De plichten van de profeten

De profeten hebben Allah op een zo nauwkeurig mogelijke manier aan mensen voorgesteld en hebben de bases van het geloof en de wijze van de aanbidding geleerd. De Profeten hebben de religieuze bepalingen en de principes voor een goed akhlaq uitgelegd en zijn een voorbeeld voor de mensen geworden.

Zelfs in de moeilijkste omstandigheden hebben de profeten aan hun verplichtingen voldaan en hebben ze buitengewone gebeurtenissen voor de ongelovigen tot stand gebracht. Zo hebben ze bewezen dat ze profeten zijn, ofwel: ze hebben wonderen laten zien aan mensen.

De profeten hebben blijde tijdingen verkondigd aan degenen die de geboden van Allah uitvoerden, en zij hebben verkondigd dat degenen die de geboden niet uitvoerden met de bestraffing van de Hel zullen worden gestraft. De profeten van Allah vormen een voorbeeld voor mensen die door Allah uit de mensen zijn uitgekozen. 

De eigenschappen die zich bij een profeet moeten bevinden (wājib):

  1. Sidq: betekent oprechtheid. De Profeten zijn uiterst oprechte mensen. Ze liegen nooit.
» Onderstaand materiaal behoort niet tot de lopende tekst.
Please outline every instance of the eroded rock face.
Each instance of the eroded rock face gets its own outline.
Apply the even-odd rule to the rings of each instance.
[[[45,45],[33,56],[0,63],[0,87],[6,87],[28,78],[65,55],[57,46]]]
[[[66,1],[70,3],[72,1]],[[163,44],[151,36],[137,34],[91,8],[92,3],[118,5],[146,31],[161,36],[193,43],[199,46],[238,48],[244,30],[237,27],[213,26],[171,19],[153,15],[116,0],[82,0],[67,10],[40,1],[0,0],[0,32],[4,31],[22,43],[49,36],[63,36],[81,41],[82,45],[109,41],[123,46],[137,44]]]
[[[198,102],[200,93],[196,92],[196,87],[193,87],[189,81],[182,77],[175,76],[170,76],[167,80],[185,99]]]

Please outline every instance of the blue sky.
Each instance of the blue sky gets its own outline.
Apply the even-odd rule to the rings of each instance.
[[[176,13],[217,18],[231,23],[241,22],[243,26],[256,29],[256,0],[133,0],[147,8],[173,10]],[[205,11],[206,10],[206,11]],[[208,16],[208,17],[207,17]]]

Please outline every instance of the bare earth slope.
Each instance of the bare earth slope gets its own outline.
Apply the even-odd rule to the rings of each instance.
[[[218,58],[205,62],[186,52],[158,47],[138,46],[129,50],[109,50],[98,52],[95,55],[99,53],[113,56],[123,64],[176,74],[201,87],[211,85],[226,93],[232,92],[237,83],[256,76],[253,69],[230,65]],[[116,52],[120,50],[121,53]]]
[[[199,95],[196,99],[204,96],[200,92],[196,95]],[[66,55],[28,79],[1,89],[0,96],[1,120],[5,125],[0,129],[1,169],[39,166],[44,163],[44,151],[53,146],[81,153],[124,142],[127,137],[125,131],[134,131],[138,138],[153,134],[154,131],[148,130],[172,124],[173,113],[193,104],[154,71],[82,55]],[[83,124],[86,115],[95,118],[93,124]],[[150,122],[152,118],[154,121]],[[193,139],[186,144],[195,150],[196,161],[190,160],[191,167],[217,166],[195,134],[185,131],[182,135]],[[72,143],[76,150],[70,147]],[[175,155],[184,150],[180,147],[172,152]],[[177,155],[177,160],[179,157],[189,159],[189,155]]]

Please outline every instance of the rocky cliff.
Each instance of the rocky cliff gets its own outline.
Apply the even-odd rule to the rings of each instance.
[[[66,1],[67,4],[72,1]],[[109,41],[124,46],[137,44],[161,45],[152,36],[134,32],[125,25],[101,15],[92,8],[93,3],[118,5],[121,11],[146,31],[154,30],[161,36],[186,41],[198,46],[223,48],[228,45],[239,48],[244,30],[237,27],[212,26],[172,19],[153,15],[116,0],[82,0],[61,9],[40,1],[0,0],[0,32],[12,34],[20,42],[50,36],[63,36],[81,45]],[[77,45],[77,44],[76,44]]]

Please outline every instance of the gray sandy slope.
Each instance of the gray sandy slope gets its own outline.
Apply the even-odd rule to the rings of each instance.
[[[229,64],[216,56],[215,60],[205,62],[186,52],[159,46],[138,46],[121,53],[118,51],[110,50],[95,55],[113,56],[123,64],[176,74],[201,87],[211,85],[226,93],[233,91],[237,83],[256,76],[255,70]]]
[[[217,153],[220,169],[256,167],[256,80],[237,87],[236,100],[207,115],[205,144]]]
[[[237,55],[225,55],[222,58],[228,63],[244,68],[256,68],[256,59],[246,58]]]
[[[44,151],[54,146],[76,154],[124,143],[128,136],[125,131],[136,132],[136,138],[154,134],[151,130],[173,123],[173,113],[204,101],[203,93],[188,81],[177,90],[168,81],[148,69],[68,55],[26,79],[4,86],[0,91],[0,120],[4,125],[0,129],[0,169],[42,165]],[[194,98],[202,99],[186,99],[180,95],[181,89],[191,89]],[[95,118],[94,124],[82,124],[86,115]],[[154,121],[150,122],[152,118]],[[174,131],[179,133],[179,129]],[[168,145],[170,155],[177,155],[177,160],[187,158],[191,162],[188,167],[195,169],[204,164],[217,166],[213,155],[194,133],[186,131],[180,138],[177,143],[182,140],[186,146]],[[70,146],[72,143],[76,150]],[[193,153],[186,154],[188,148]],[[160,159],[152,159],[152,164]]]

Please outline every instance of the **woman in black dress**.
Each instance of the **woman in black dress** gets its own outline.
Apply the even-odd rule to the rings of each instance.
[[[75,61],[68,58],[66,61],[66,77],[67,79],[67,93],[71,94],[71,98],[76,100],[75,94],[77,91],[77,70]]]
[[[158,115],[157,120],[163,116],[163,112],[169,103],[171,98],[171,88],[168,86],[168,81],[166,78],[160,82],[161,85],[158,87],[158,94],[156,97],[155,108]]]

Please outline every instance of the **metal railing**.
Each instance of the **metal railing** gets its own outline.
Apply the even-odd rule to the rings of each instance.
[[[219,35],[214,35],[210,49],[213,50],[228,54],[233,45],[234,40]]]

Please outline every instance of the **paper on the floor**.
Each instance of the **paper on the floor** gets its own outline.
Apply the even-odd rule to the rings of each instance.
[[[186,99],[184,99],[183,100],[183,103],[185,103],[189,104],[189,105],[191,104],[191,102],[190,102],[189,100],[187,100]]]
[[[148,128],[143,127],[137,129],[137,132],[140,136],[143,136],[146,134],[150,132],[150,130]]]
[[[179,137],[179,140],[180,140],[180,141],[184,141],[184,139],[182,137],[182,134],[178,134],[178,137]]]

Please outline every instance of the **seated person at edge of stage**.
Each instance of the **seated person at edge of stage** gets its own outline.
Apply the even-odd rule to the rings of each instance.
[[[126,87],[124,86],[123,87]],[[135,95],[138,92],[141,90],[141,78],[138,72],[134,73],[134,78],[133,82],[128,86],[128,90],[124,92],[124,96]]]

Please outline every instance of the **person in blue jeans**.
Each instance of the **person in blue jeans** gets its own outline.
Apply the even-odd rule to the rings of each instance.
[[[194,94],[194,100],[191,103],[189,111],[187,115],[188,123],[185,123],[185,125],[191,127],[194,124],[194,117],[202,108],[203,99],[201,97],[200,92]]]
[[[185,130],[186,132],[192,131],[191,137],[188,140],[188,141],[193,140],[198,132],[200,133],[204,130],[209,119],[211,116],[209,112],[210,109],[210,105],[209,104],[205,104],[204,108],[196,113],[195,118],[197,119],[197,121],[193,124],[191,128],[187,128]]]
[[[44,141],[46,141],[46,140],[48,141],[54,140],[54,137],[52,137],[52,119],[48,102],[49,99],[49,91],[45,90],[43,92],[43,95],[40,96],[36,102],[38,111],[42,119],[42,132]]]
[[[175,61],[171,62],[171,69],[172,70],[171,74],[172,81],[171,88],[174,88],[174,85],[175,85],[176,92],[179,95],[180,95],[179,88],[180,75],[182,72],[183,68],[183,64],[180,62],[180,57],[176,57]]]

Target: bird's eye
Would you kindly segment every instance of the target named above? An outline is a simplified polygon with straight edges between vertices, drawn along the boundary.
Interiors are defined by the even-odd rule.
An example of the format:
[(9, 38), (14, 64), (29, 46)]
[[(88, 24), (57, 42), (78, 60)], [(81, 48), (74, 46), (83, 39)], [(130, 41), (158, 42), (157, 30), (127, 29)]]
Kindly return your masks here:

De dingen waarvan de profeten hebben getuigd zijn werkelijk gebeurd, en hetgeen nog zou moeten plaatsvinden is gebeurde toen de tijd daartoe rijp was.
  1. Amānah: betekent betrouwbaar zijn. De Profeten zijn degenen die in elk opzicht betrouwbaar zijn. Ze verraden nooit datgene wat hun is toevertrouwd.
  1. Fatānah: betekent slim en alert zijn. De Profeten zijn slim en alert en hebben een hoge intelligentie.
  1. Ismah: betekent geen zonde verrichten. De profeten verrichtten op geen enkel wijze een zonde, noch heimelijk en noch openlijk. 
  1. Tablīg: betekent verkondigen. De Profeten hebben de bases van het geloof dat zij van Allah hebben ontvangen zonder enige veranderingen aan de mensen vermeld.